From the best of times to the worst: In 2022, the market for initial public offerings fell off a cliff.
Investors, faced with high inflation and rising interest rates, have abandoned high-growth stocks and turned to safer, more profitable alternatives.
The decline was stunning given the record level of revenue raised through the public markets just a year earlier. US publicly traded companies to raise more than $155 billion in 2021 through IPOs to EY and Dealogic data.
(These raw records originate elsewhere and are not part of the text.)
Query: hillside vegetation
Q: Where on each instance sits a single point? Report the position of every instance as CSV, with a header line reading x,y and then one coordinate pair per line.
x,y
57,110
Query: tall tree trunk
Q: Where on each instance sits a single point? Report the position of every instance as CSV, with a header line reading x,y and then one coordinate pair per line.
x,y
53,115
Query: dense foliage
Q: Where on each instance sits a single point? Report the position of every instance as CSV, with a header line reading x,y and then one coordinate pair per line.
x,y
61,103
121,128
In the first half of 2022, they raised only $4.8 billion.
“Investors are really risk-averse right now, and that’s what’s really driving the lack of activity that we’re seeing,” Rachel Gehring, head of IPOs at EY Americas, told CNBC. “They are looking for companies that are more focused on growth and profitability, rather than growth at any cost, which we saw in 2021.”
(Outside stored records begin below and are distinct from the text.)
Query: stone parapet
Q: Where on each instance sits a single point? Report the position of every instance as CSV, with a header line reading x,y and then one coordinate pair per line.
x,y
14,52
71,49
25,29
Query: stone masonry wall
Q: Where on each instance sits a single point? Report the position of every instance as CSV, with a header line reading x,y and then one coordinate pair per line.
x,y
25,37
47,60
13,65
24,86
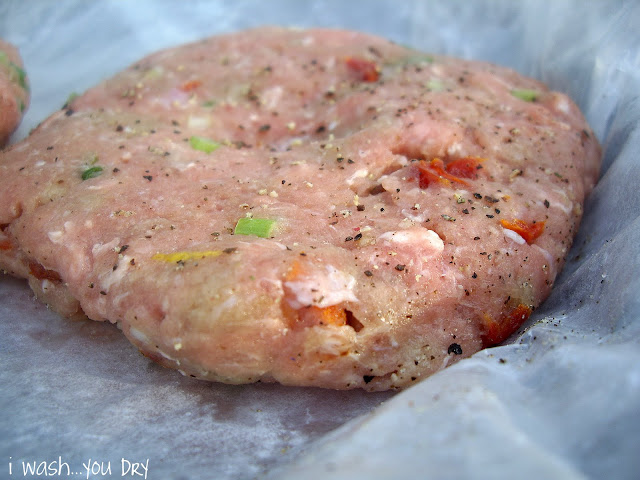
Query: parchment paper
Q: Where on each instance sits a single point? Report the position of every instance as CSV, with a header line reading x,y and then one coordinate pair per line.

Goering said part of the disruption in the IPO pipeline was caused by the terrible performance of companies going public in 2021. The downturn also hit the market for special purpose acquisition companies, also known as SPACs, which were used as an alternative vehicle for private companies looking to go public.
“There are hundreds and hundreds of SPACs that are already public and looking for a merger partner, and any new IPO SPAC will compete with those hundreds of other SPACs,” said Jay Ritter, an IPO expert and professor at the University of Florida. CNBC interview. “So it doesn’t make sense for a SPAC to go public now rather than wait a year until all this competition is gone.”
Watch the video above to see how the IPO market went from boom to bust in 2022 and whether experts predict a rebound in 2023.